I said, “I’m glad you did.”
He asked, “Who killed her? Her husband?”
I said, “That’s the supposition. Was the girl a blonde or a brunette?”
“She was a blonde.”
“Natural?”
“Decidedly.”
“Pretty?”
“Very.”
“And it was what time when you saw her?”
“After midnight. Say between fifteen after and half past.” Lewis shifted his cigarette to his other band. “Does the information help you any?”
“Yes,” I said. “It helps a lot. Thanks for telling me.”
Mrs. Lewis was tardily suspicious. “What’s your name, Officer?”
I walked off the porch without answering her and waded the wet grass to the office cottage. The door was shut. The Venetian blinds were closed. Mamie was crying. I stood straddling a wedge of light leaking out from under a blind, listening to Meek lay down the law.

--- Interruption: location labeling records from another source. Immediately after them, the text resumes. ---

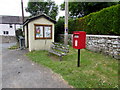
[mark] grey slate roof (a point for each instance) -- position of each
(38, 16)
(10, 19)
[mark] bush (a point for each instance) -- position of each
(105, 21)
(18, 33)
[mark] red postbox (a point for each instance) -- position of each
(79, 39)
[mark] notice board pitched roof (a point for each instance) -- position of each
(39, 16)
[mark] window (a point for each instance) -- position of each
(43, 31)
(10, 25)
(5, 32)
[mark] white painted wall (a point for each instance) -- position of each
(6, 27)
(39, 44)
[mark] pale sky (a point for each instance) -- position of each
(13, 7)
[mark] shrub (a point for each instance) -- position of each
(105, 21)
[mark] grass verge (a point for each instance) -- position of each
(13, 47)
(96, 70)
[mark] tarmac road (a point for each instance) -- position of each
(20, 72)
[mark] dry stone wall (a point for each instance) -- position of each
(108, 45)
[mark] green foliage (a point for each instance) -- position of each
(48, 7)
(13, 47)
(59, 28)
(96, 70)
(79, 9)
(18, 33)
(105, 21)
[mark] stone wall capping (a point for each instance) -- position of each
(106, 44)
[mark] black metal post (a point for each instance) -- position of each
(78, 57)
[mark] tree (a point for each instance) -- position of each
(48, 7)
(80, 9)
(59, 27)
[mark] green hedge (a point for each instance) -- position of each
(105, 21)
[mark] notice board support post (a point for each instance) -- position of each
(78, 58)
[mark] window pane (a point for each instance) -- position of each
(47, 32)
(7, 32)
(39, 31)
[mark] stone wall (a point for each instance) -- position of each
(109, 45)
(7, 39)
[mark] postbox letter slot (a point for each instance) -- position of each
(76, 43)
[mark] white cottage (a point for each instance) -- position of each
(9, 24)
(39, 32)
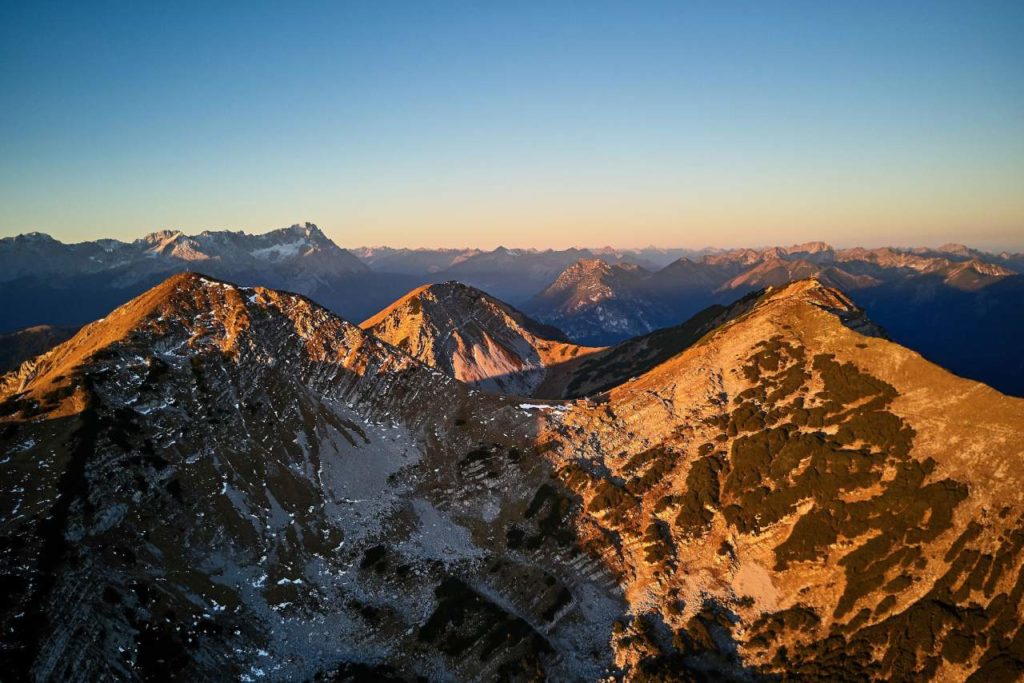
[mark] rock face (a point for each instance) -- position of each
(474, 338)
(287, 252)
(592, 299)
(18, 346)
(216, 481)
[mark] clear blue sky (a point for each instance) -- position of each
(527, 124)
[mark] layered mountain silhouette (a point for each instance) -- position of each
(224, 481)
(475, 338)
(958, 306)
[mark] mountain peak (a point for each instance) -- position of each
(473, 337)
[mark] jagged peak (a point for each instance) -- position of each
(815, 247)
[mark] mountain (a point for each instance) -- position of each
(957, 306)
(50, 283)
(219, 481)
(216, 481)
(474, 338)
(791, 498)
(412, 261)
(18, 346)
(592, 300)
(299, 251)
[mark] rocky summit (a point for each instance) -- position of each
(221, 482)
(475, 338)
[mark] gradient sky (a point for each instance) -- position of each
(528, 124)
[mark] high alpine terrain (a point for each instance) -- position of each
(217, 481)
(475, 338)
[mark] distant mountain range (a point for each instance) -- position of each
(957, 305)
(216, 481)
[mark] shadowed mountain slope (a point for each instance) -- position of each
(218, 480)
(474, 338)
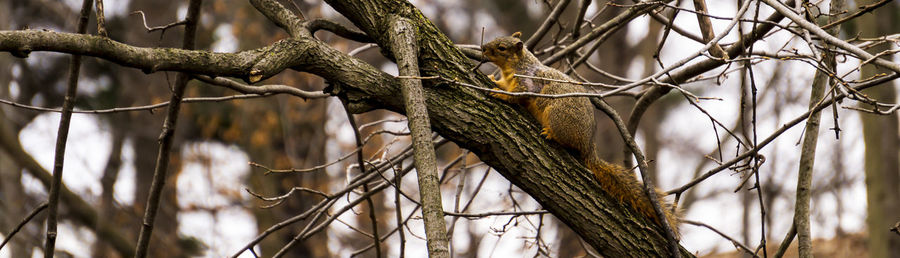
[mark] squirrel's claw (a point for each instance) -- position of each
(546, 133)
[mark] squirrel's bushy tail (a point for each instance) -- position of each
(623, 184)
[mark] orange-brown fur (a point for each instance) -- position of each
(568, 121)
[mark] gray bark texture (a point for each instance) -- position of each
(502, 135)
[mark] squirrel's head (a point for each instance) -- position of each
(504, 49)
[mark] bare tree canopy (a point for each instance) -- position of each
(311, 158)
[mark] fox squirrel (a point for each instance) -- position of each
(568, 121)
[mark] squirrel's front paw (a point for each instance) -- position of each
(498, 95)
(491, 76)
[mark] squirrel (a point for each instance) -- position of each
(568, 121)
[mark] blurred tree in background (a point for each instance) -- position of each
(265, 158)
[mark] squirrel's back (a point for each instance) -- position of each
(568, 121)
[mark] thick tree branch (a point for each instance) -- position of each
(403, 38)
(62, 135)
(501, 135)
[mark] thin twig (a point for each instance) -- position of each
(21, 224)
(151, 108)
(167, 136)
(163, 27)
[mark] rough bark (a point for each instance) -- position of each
(501, 135)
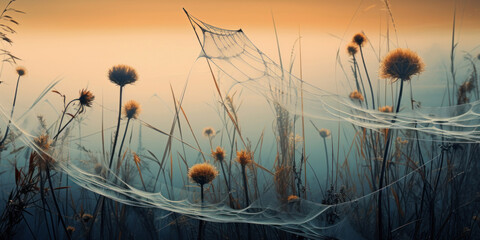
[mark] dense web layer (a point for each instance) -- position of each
(241, 63)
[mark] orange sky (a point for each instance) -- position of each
(50, 15)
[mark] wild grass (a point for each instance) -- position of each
(387, 183)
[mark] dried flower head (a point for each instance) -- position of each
(360, 39)
(86, 98)
(131, 109)
(122, 75)
(219, 154)
(202, 173)
(324, 133)
(136, 158)
(352, 49)
(209, 132)
(387, 109)
(21, 71)
(401, 64)
(356, 95)
(244, 157)
(293, 198)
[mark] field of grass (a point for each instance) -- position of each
(370, 164)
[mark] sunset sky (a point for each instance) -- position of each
(318, 14)
(78, 41)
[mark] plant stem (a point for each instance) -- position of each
(11, 113)
(368, 77)
(384, 162)
(123, 139)
(118, 128)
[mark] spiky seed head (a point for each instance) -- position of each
(360, 39)
(122, 75)
(136, 158)
(356, 95)
(21, 71)
(387, 109)
(86, 98)
(244, 157)
(324, 133)
(202, 173)
(219, 154)
(209, 132)
(131, 109)
(401, 64)
(352, 49)
(293, 198)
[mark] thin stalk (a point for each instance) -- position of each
(118, 128)
(201, 222)
(326, 160)
(382, 172)
(123, 139)
(11, 113)
(368, 77)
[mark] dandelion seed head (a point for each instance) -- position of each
(202, 173)
(244, 157)
(386, 109)
(86, 98)
(352, 49)
(136, 158)
(324, 133)
(219, 154)
(360, 39)
(131, 109)
(21, 71)
(122, 75)
(209, 132)
(356, 95)
(401, 64)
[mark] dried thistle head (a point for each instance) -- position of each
(386, 109)
(324, 133)
(293, 198)
(219, 154)
(401, 64)
(86, 98)
(122, 75)
(356, 95)
(131, 109)
(21, 71)
(136, 158)
(244, 157)
(352, 49)
(360, 39)
(209, 132)
(202, 173)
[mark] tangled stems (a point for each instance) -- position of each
(382, 172)
(368, 77)
(11, 113)
(118, 128)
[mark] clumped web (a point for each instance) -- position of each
(241, 63)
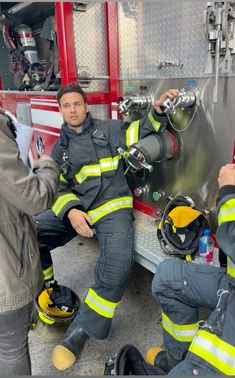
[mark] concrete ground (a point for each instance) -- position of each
(137, 319)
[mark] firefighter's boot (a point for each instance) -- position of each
(65, 354)
(159, 357)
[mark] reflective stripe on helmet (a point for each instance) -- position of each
(217, 352)
(227, 212)
(100, 305)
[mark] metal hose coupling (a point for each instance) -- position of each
(127, 105)
(185, 99)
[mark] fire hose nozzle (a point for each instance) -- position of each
(185, 99)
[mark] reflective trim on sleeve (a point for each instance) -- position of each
(61, 201)
(100, 305)
(217, 352)
(132, 133)
(180, 332)
(227, 211)
(48, 273)
(109, 207)
(155, 124)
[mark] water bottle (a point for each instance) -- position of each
(206, 247)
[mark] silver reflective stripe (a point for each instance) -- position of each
(215, 351)
(132, 133)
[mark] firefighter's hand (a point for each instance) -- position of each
(79, 221)
(45, 157)
(227, 175)
(171, 93)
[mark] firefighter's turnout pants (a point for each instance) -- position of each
(181, 288)
(112, 271)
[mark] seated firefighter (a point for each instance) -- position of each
(93, 193)
(204, 347)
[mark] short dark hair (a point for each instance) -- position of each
(69, 89)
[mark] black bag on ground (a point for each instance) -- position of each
(129, 361)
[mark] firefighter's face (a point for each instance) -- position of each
(73, 109)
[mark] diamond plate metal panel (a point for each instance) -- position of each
(157, 31)
(146, 244)
(99, 111)
(90, 43)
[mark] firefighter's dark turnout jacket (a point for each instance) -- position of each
(93, 181)
(182, 287)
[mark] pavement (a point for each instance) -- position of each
(137, 320)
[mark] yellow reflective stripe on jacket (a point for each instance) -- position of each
(109, 207)
(63, 179)
(62, 201)
(109, 164)
(100, 305)
(230, 267)
(132, 133)
(180, 332)
(48, 273)
(154, 123)
(227, 211)
(88, 170)
(217, 352)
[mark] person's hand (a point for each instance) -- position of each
(78, 220)
(227, 175)
(171, 93)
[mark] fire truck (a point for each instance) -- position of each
(124, 54)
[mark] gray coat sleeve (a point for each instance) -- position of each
(30, 191)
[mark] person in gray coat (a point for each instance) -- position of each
(23, 193)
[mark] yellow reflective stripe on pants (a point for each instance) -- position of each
(109, 164)
(180, 332)
(227, 211)
(100, 305)
(88, 170)
(48, 273)
(62, 201)
(154, 123)
(132, 133)
(230, 267)
(109, 207)
(217, 352)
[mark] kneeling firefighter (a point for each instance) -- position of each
(93, 195)
(57, 304)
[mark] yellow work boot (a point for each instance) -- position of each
(151, 354)
(66, 353)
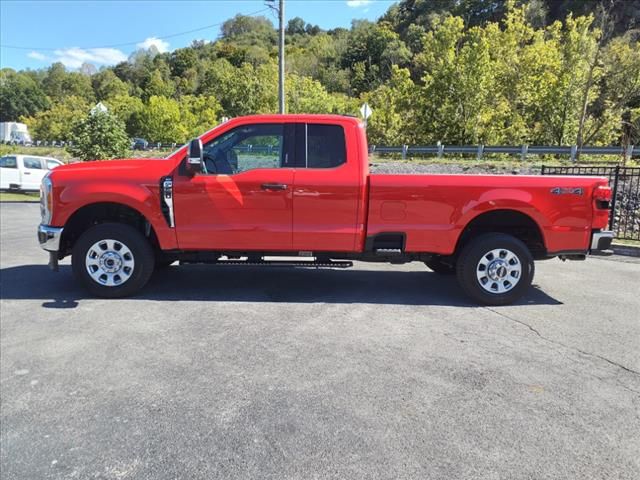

He said, “I haven’t told you anything. I’m not going to. What you don’t know you can’t tell. If the deal levels off the way I hope it will, it means a nice piece of change for me. And God knows I can use it. You think I like to mess around dirt?”
Mamie sobbed, “But if Swede—”
“Swede, Swede, Swede,” Meek mimicked her. “That’s all you’ve been able to think about since the big squarehead first showed up.” Liquid gurgled as someone drank from a bottle.
Mamie cried even harder.
Meek sounded as if he was pacing the floor. “You’d have wised off again this afternoon and maybe queered the whole thing if I hadn’t passed you out. Next time I’ll give you so many pills you won’t come out of it.”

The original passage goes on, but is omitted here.